I've read the paper which was pretty interesting. Sorry for taking your time, but while running the code, I've got some questions.
- Is minus of binary_cross_entropy between img, and pred_img coming from assuming the reward distribution as Bernoulli distribution? I thought that for each pixel in img (which is gt target, and value is 1 or 0) is used as Ber(y|pi) = pi^y * (1-pi)^(1-y) where y is pixel and from for each pixel dist in pred_img, we input it for pi. Please correct me if my understanding is wrong.
- Another thing is why do we divide steps (which is length of generation sequence of GFN - 16 here) for logprobs, and reward when calculating TB loss? I thought that logprobs is itself log of production of P_F(s_i | s_{i-1}) from i=1 to n as in the paper.

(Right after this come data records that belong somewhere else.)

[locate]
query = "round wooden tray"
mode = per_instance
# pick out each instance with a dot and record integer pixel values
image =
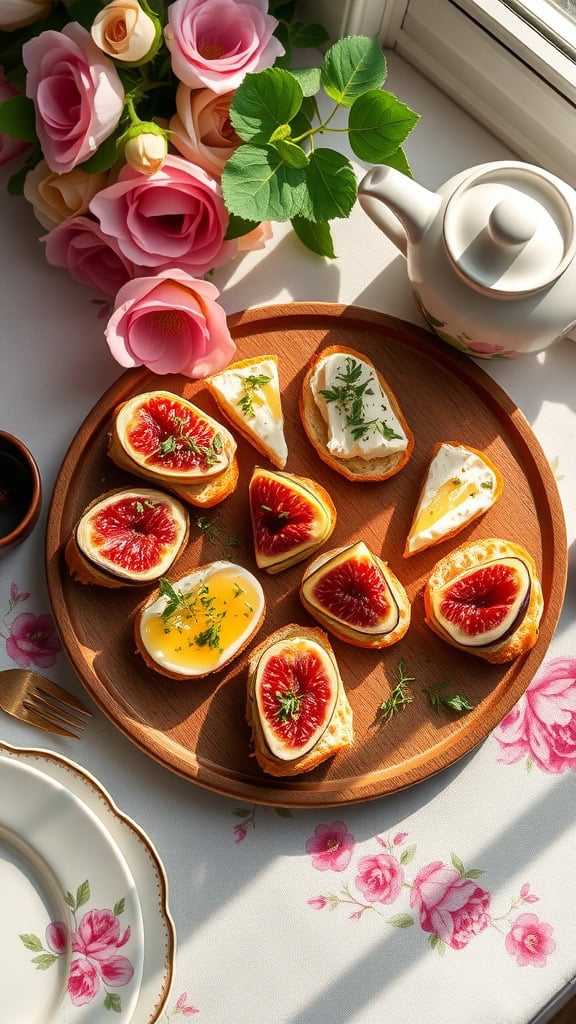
(198, 728)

- Also, why there is no backward policy term in the TB loss? Are we assuming backward policy as uniform and involve it in logZ?
It would be grateful if I can have some answers! Thanks.

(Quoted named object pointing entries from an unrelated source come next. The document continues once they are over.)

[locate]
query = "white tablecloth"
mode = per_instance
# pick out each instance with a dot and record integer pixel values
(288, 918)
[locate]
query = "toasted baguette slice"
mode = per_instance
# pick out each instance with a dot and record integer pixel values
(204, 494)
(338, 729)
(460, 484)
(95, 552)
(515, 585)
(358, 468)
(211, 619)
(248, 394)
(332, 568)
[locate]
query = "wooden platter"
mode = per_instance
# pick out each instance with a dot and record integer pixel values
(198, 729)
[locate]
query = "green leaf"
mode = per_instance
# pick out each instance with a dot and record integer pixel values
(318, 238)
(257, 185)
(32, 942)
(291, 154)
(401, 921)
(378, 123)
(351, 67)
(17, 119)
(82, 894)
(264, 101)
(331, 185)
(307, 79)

Hi Junmo, thanks for your interest in the paper.
-
The reward distribution is a distribution over latent vectors (the discrete code sequences), not images, and the reward for the latent $z$ is $R(z)=p(z)*p(x|z)$, where $p(z)$ is the prior and $p(x\mid z)$ is the decoder's likelihood of generating $x$ from the latent $z$. The term you are asking about computes $\log p(x\mid x)$: the negative binary cross-entropy between the decoder's output (
pred_img) and $x$ (gt_img) is the same as the log-likelihood of observing the target image $x$ when all the pixels are sampled from independent Bernoullis whose parameters' binary logits are given by the decoder's output. -
This is just a trick for numerical stability. The TB loss for a trajectory $s_0\rightarrow s_1\rightarrow\dots\rightarrow s_n$ is $(\log Z+\log\prod P_F(s_i\mid s_{i-1})-\log R(s_n))^2$, and we simply divided all terms inside the square by $n$ (and absorbed the $\frac1n$ constant into $\log Z$). The optimisation problem is equivalent with and without such division by $n$.
-
The generation of the latent is autoregressive (we sample the entries of the latent code one by one, in order). Therefore, each noninitial state has only one parent: the parent of a state (partial code) where the first $k$ entries have been chosen is the state where the first $k-1$ entries have been chosen and the $k$-th one is undetermined. This makes $P_B(s_{k-1}\mid s_k)$ automatically 1 for all transitions $s_{k-1}\rightarrow s_k$. It would be possible to use a different generation scheme where the policy can set the value of any undetermined entry in the latent code, not necessarily following a fixed order. In that case, we would indeed have a nontrivial backward policy. If the backward policy were fixed to uniform, it would be possible, as you noticed, to omit it from the loss and merge it into $\log Z$, since the product of backward transition likelihoods would be the same for all trajectories.